John Farrow introduced our guest speaker, Gavin Hutchison, who was here to speak with us about climate change.  Gavin has an engineering background and got inspired to be involved with spreading the word about climate change after reading the book,  The Weather Makers.   He was trained by Al Gore in 2012 on how to present on the topic of climate change.
 
So, why is our planet not a cold rock, like our moon?  It’s our atmosphere that provides a stable temperature, evaporation, precipitation and photosynthesis.  The stable temperature comes from the Greenhouse Effect. The sun’s rays warm the earth’s surface and our atmosphere hangs on to some of that heat for us.  Adding greenhouse gases like CO2 is like adding a second ‘blanket’ and causes more heat to be trapped and held on to in the atmosphere.  As a result, the earth’s temperature is increasing.  In 1988, it was reported that we’d already pushed the earth to its temperature variability limit, and should expect extreme weather events.
 
The last 3 decades have seen highest temperature increases, and the last 5 years on average have been the hottest on record.  224 locations around the world set all time heat records in 2018.  The oceans of the world are moderating the extreme temperatures – one of the consequences is an increase in hurricanes and their intensity.  The cost of the losses from extreme weather events in the last 2 years is $653 Billion.  Gavin ran us through a series of slides that, when presented on after another, made us realize just how many floods, droughts, fires, and hurricanes have been piling up, one one top of another, for many years.
 
So, what do we do?   The Paris Climate Agreement of 2015 pointed the way.  The long term goal is to decrease global average temps to below industrialized levels.  This will be done by reducing carbon dioxide emission levels – down 50% by 2030 and 100% by 2040.  Canada will probably not meet our modest commitments of the Paris Accords.  Countries like Scotland have already met theirs.

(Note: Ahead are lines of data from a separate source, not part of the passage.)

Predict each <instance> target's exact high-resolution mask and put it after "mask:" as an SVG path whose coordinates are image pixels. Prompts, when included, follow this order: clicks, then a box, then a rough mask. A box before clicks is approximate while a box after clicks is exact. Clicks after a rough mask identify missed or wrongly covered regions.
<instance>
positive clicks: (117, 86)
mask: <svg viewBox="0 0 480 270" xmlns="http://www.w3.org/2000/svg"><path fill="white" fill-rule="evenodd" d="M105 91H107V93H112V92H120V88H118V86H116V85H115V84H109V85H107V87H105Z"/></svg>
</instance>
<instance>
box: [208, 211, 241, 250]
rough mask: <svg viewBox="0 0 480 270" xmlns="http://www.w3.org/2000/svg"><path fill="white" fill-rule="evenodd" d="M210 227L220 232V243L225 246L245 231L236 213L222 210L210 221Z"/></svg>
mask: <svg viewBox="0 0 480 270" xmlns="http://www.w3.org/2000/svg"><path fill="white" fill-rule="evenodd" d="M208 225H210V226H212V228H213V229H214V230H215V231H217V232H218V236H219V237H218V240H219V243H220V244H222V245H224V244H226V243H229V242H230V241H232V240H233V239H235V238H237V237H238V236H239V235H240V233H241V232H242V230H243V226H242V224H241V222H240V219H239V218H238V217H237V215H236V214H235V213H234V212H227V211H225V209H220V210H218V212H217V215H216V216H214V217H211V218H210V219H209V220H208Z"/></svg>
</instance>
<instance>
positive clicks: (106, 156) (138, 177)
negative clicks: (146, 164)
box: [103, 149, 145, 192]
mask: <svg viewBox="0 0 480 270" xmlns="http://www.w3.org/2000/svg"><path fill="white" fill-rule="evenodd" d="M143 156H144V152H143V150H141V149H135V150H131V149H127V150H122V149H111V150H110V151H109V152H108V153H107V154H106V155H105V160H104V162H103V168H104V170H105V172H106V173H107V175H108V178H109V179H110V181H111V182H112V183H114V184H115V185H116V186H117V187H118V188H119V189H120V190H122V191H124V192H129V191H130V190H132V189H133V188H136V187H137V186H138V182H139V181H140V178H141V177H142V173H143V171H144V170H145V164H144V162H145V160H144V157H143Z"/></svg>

Transportation is the largest source of emissions in Ontario and we all need to be driving electric cars!  Tesla has announced electric semis for next year, which could significantly lower emissions, because we transport so many goods by truck. Buildings are another big source of emissions because of heat loss – insulate, insulate, insulate and switch to heat pumps!  This has an immediate positive impact.
 
What can we do besides this? Speak up!  Buy an electric car; eat less meat; make your home and business more energy efficient; buy a smaller car; buy a plug-in hybrid vehicle; buy a battery electric vehicle;  let our politicians know this matters!
 
Canadians are very high emitters among the countries of the world.  Europe, China and India are moving much more quickly than we are in North America.  The time to act is not now, it has already past.  We can't afford to wait any longer.
 
You are welcome to join 350Kingston.org.  Join the Friday climate change demonstrations at city hall.  For more info, go to ClimateRealityProject.org
 
Ed Thompson thanked Gavin for his very informative presentation.